Savaşın patlak vermesi Atlantik'i fethetmeye yönelik bir dizi projenin gerçekleştirilmesine izin vermedi. Aynı zamanda uçak tasarımlarının gelişimini de teşvik etti. Güç ve güvenilirlik arttı, motorların servis ömrü ve uçakların hızı arttı. Özellikle bombardıman uçaklarının uçuş menzili arttı. İkincisi, yeterli yakıt rezerviyle, iniş yapmadan 4000 km'den fazla bir mesafeyi katedebilirdi. Bu, Newfoundland'dan İrlanda'ya aktarmasız uçuş için yeterliydi. Fikrin uygulanmasının önündeki tek engel, ana havacılık güçlerinin düşmanlıklara dahil olmasıydı. Ancak savaşa katılmayan veya savaş alanlarından uzak sanayileşmiş ülkelerde uçuş girişimleri 1917'de yeniden başladı.

Ağustos 1917'de İtalyan pilot Silvio Resnati Amerika Birleşik Devletleri'ne geldi. Ziyaretinin asıl amacı ABD'de seri üretime hazırlanmak ve bunu uçuracak Amerikalı pilotları eğitmekti. İtalyan pilot, üç Isotta-Fraschini motoruyla donatılmış aynı makinede 1918'de transatlantik bir uçuş yapmayı planladı. Bunun gerçekleşmesi kaçınılmazdı - 16 Mayıs 1918'de Resnati, New York, Hampstead yakınlarında Caproni Sa.3'ünün kazasında öldü.

İki ay sonra, 15 Temmuz 1918'de, kırk Amerikan askeri pilotu, Amerikan yapımı Caproni veya Handley-Page bombardıman uçağıyla transatlantik bir uçuş gerçekleştirme önerisini içeren bir komuta dilekçesini derhal sundu.
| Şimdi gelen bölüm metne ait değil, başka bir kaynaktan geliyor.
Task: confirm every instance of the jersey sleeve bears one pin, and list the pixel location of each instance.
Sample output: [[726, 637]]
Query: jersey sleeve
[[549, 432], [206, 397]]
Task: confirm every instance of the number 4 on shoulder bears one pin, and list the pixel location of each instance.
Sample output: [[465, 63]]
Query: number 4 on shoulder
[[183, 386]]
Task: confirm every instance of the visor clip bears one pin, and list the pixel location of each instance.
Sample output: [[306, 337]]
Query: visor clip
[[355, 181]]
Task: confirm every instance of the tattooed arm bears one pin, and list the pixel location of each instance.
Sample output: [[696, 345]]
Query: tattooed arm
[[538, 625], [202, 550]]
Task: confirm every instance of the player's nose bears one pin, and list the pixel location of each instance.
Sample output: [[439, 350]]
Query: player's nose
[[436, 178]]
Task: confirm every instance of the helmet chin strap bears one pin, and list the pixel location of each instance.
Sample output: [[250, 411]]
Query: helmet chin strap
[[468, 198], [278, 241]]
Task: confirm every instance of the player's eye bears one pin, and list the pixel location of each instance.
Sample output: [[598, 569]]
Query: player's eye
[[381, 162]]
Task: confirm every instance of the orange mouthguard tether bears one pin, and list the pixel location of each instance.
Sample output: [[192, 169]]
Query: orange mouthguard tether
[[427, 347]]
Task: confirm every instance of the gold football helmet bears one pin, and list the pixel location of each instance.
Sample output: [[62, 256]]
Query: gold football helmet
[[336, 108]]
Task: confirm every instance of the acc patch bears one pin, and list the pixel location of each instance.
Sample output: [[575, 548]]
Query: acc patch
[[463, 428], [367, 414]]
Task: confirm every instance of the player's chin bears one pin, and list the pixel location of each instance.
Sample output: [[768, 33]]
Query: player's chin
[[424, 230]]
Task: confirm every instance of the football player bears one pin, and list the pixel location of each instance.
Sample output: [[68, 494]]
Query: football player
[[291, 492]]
Fikir ABD Savunma Bakanı Baker tarafından desteklendi. Elizabeth, New Jersey'deki askeri havaalanında, aynı yıl Handley-Page bombardıman uçağıyla gerçekleştirilecek sefer için hazırlıklar başladı. Sefer iyice hazırlandı. Acil durumlarda pilotlara hızlı bir şekilde yardımcı olmak amacıyla Newfoundland'dan İrlanda'ya kadar olan tüm rota boyunca 200 deniz mili aralıklarla gemilerin yerleştirilmesi planlandı. Ancak Curtiss NC uçan teknelerinde kara pilotları denizcilerin önündeydi.

Kaynaklar: V.O. Bykov. "Kuzey Atlantik'in Fethi."

NOTLAR

Rusya'nın ulusal hava taşıyıcısı - Aeroflot havayolu - Sovyet sonrası alanın en ünlüsüdür. Uçuşların büyük çoğunluğunu gerçekleştiren önde gelen Rus havayolu şirketi olan Sovyetler Birliği havayollarının halefi. Aeroflot nereye uçuyor? Neredeyse tüm dünyada! Avrupa'nın en büyük hava taşıyıcılarından birine yakışır.

Bağlı şirketler

Ana Rus taşıyıcı çok büyük ve saygın bir şirkettir. Aeroflot, yurtdışında en iyi Rus hava taşıyıcısı olarak kabul ediliyor ve aynı zamanda bazı prestijli ödüllere de sahip. Şirket uzun zamandır güvenilirliği, kalitesi ve uçuş konforu, hizmet seviyesi ve yolculara karşı tutumu ile ünlüdür. İstisnalar olsa da nadiren de olsa her uçuşun konforlu geçeceğini söyleyebiliriz.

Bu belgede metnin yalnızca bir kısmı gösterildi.